The derived meshes have compact vertex and face lists and reasonable numbers of exterior faces.

nearest still won't do what you want, because the vast majority of the faces (exterior or otherwise) of the gas mesh are not anywhere near the oxide mesh. You only want the faces that are coincident. To see how complicated that is, you need about 98% of this code.

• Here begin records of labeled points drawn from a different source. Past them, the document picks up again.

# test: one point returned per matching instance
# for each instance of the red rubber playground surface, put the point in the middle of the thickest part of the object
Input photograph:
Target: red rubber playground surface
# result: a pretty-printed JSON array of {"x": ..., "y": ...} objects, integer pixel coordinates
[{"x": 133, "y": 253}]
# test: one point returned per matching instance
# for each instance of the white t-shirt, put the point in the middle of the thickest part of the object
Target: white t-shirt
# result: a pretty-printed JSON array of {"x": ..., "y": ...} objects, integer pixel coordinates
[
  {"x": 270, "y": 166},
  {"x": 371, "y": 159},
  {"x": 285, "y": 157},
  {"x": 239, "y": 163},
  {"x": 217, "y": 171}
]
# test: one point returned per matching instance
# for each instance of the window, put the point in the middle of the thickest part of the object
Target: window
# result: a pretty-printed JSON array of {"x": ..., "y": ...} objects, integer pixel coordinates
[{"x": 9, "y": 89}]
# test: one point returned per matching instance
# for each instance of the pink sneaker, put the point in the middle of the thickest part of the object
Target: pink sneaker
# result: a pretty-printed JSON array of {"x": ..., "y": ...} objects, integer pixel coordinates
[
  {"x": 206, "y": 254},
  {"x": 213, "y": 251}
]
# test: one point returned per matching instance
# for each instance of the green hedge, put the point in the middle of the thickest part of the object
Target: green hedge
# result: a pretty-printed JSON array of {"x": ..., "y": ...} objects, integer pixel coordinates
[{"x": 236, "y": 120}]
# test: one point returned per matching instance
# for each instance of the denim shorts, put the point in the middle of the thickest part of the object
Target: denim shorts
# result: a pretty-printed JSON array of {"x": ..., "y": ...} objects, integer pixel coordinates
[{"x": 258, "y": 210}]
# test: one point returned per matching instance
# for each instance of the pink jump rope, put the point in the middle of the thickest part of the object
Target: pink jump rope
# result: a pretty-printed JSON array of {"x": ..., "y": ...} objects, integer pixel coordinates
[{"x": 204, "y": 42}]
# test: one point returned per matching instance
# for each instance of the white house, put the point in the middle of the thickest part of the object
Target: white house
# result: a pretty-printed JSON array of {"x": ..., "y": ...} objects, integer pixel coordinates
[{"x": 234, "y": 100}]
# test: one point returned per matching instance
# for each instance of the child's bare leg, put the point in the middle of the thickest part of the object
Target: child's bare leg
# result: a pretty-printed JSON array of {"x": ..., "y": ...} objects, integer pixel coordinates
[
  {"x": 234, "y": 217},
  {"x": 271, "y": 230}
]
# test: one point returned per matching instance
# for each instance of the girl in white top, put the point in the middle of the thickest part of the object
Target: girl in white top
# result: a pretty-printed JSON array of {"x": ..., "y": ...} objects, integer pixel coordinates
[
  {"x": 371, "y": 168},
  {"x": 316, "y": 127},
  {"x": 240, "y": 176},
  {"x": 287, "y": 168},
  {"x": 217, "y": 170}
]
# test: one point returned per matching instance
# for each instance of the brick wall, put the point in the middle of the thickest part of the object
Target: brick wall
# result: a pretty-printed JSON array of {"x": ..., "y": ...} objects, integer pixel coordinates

I think a much better answer is to define the boundaries you are interested in using the Gmsh GEO script, with Physical Line definitions. These can then be extracted as mesh.physicalFaces (some further work would need to be done to extract_mesh(), but I think it's tractable).

Answer 2

Thanks jeguyer. I was able to create separate mesh with the physicalCell identifier. In regards to finding the vertices at gas/oxide interface, I was able to trace the interface contour using surfCoords from the following code:

gasFaces = gasMesh.exteriorFaces
gasVertices = numerix.unique(gasMesh.faceVertexIDs[..., gasFaces].flatten())
gasVertexCoords = gasMesh.vertexCoords[..., gasVertices]

oxideFaces = oxideMesh.exteriorFaces
oxideVertices = numerix.unique(oxideMesh.faceVertexIDs[..., oxideFaces].flatten())
oxideVertexCoords = oxideMesh.vertexCoords[..., oxideVertices]

surfVertexID = numerix.nearest(gasVertexCoords, oxideVertexCoords)
surfCoords = gasVertexCoords[..., numerix.unique(surfVertexID)]